2011 Fiscal Year Annual Research Report
HMGA1の新規機能によるエストロゲン受容体の発現制御ー新たな乳癌治療をめざすー
Project/Area Number |
21591679
|
Research Institution | Fujita Health University |
Principal Investigator |
大江 賢治 藤田保健衛生大学, 総合医科学研究所, 准教授 (30419527)
|
Co-Investigator(Kenkyū-buntansha) |
内海 俊明 藤田保健衛生大学, 医学部, 教授 (10176711)
|
Keywords | 乳癌 / エストロゲン受容体 / HMGA1a |
Research Abstract |
本研究は、HMGA1aのRNAへの配列特異的結合という新規機能が、エストロゲン受容体(ERα)の異常スプライシングを惹起するかどうか、また、そのRNA結合を阻害することにより乳癌の新たな治療の開発を目標としている。 培養細胞、in vitro実験より、HMGA1aは、ERα46というERαアイソフォームの選択的スプライシングに関与していることがわかり、HMGA1aが、Erα exon 1の5'スプライス部位上流のRNA結合部位に結合し、隣接する偽5'スプライス部位にU1 snRNPを固着してエクソン除外を惹起する詳細な機序を解明した。 当該年度は、生体内で、HMGA1aによるERαの選択的スプライシングが乳癌増殖にどのように影響するか、ヌードマウスにおいて検討した。
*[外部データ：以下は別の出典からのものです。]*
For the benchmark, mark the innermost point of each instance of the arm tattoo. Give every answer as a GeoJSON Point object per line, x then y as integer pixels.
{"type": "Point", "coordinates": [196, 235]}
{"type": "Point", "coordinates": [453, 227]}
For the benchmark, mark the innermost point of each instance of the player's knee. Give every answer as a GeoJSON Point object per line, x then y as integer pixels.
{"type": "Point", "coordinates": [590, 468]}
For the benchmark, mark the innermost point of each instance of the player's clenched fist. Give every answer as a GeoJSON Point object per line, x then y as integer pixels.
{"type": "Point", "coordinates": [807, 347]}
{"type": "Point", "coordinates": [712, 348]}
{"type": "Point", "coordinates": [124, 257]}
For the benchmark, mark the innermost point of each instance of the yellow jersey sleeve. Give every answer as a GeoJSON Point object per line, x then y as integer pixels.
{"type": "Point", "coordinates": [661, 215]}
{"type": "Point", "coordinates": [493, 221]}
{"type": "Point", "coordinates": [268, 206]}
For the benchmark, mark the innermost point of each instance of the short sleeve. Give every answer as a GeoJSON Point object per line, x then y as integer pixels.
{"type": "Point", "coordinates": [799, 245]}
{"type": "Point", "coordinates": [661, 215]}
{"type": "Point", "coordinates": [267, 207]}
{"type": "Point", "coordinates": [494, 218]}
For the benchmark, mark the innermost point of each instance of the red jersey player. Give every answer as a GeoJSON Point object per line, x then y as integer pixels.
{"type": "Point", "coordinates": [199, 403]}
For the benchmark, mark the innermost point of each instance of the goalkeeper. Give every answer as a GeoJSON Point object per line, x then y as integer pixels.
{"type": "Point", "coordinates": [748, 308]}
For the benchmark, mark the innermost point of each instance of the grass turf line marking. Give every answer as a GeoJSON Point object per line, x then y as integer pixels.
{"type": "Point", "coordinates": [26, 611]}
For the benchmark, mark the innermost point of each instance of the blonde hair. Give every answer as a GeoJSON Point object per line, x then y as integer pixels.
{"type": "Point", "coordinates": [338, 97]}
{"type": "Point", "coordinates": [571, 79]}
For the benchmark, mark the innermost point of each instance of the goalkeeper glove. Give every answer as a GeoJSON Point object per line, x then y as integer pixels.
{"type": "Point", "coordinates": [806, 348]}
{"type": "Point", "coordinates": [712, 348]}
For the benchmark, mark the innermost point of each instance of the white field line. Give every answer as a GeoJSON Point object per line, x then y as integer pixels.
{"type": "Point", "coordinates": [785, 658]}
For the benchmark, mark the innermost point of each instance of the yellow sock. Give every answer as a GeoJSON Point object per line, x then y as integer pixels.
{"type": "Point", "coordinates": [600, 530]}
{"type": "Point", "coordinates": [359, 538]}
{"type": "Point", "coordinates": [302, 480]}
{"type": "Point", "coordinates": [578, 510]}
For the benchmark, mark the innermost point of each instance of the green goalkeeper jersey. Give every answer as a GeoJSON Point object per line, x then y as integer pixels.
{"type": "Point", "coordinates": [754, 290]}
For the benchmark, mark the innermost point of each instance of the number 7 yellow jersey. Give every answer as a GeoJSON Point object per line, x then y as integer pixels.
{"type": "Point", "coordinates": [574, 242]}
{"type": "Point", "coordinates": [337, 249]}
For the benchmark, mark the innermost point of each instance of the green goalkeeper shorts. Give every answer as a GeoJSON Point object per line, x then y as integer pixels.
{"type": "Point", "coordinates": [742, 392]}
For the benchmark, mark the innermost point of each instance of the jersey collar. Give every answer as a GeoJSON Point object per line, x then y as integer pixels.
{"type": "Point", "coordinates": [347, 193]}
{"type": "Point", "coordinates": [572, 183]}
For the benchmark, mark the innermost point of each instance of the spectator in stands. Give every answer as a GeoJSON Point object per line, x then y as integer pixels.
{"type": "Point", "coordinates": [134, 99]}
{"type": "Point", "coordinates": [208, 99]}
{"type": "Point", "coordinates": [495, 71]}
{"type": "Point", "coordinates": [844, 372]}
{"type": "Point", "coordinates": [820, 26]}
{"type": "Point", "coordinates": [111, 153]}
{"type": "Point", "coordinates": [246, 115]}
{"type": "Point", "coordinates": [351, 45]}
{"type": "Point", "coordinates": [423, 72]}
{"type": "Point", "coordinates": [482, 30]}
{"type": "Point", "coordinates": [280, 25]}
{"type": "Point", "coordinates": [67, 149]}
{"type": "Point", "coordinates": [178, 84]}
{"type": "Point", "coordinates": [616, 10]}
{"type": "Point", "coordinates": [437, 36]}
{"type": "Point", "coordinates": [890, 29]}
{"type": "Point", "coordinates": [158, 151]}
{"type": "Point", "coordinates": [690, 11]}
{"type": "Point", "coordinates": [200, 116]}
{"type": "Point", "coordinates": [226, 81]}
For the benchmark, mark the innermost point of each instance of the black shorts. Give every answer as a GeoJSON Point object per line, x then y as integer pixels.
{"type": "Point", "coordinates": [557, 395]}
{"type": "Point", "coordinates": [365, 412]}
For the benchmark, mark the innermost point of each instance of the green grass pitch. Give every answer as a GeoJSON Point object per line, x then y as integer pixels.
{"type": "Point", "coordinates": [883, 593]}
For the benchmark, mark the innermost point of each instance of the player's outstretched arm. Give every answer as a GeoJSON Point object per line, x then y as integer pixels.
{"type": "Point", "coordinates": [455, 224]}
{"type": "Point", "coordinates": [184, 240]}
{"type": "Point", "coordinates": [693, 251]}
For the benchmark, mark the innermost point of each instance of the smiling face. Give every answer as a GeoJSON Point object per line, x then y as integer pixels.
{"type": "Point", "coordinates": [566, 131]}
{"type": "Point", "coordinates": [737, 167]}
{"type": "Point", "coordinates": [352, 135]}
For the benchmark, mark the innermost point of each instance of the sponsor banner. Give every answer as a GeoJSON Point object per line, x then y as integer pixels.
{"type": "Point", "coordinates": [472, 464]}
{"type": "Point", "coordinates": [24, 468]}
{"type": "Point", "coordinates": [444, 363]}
だが、HMGA1aは転写因子としての側面があり、HMGA1aのRNA結合機能を評価するために、HMGA1aの「おとり」RNAが、ERαの選択的スプライシングに効果を示すことを利用した。HMGA1aの「おとり核移行RNA」の安定発現MCF-7乳癌細胞株をヌードマウスに移植し、移植細胞の増殖を促進する結果を得た。これは、HMGA1aの「おとり」RNAによりERα46蛋白が減少しているので、エストロゲン刺激を阻害する因子の減少は腫瘍増殖に働くという理にかなった結果である。しかし、HMGA1aという癌遺伝子産物に対する「おとり」が増殖を惹起するという点では、合致せず、HMGA1aの癌抑制遺伝子産物としての側面をとらえている。以上の結果をまとめて論文投稿予定である。 引き続き、乳癌増殖抑制アイソフォームであるERα46を惹起する「核移行small RNA」を作製中である。HMGA1aは、正常2倍体細胞では細胞老化装置の重要な構成因子であり、癌抑制的に働くことから、HMGA1aのRNA結合能と細胞老化、細胞癌化の関わりを追究している。